Status check results are √
kflynn commented 10 months ago

@mayank-ag-dev I think the biggest question here is whether you're using ServiceProfiles or HTTPRoutes. For per-route metrics at the moment, you need to be using ServiceProfiles.

mayank-ag-dev commented 10 months ago

@kflynn We are using serviceProfiles for HTTPRoutes.

kflynn commented 9 months ago

@mayank-ag-dev 🤦‍♂️ So sorry to ask you to confirm ServiceProfiles when you'd already posted a ServiceProfile! Let me poke a little more into this.

akashsethiya commented 8 months ago

@kflynn Any update on this? We have major impact on observability cz of this.

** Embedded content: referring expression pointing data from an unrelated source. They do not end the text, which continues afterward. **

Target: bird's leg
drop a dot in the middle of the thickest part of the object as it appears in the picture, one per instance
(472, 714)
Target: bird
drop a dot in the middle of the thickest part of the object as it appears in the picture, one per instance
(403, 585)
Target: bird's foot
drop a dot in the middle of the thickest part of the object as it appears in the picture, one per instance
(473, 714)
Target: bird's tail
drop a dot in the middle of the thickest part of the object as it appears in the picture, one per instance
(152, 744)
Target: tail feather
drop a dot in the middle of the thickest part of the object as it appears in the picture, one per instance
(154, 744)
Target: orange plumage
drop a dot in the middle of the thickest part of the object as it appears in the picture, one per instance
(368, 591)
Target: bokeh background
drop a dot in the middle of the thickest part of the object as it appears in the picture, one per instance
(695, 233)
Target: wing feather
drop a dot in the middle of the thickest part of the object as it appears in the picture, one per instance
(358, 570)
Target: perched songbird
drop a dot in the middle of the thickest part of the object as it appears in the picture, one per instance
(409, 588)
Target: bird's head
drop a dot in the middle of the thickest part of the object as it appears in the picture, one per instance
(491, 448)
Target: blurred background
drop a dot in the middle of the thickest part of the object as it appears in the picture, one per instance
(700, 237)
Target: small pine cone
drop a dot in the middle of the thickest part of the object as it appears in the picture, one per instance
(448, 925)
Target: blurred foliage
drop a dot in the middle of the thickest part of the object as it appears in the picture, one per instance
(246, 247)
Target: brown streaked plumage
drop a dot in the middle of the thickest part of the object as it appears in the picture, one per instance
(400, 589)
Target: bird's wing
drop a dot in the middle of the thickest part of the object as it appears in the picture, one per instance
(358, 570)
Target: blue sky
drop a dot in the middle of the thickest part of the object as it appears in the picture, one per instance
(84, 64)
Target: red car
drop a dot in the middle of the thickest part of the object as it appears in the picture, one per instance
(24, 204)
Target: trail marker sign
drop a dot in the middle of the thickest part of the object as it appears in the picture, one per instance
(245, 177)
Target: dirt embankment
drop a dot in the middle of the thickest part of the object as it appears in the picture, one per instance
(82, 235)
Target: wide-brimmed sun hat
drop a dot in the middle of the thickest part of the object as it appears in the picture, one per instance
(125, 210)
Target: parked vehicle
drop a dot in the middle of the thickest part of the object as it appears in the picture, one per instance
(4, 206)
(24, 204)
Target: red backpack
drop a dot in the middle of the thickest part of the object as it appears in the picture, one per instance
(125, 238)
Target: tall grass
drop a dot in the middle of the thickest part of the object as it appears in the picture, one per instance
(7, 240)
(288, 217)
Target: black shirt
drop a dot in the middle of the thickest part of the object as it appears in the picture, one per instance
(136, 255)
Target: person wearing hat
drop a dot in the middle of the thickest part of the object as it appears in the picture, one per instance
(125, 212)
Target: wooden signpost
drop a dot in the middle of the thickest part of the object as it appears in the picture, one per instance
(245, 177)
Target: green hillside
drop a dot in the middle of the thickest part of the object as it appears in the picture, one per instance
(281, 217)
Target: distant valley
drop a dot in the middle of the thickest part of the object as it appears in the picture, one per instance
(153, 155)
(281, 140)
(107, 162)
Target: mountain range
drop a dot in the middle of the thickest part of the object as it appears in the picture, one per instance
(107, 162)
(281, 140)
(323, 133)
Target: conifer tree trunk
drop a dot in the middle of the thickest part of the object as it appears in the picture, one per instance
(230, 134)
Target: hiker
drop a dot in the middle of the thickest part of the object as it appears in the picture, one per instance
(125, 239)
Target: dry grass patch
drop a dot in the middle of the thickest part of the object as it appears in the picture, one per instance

kflynn commented 7 months ago

So far I haven't managed to reproduce this. 🙁 Are you on our Slack? If so, I'd like to connect there and try a few things with you.

stale[bot] commented 4 months ago

This issue has been automatically marked as stale because it has not had recent activity. It will be closed in 14 days if no further activity occurs. Thank you for your contributions.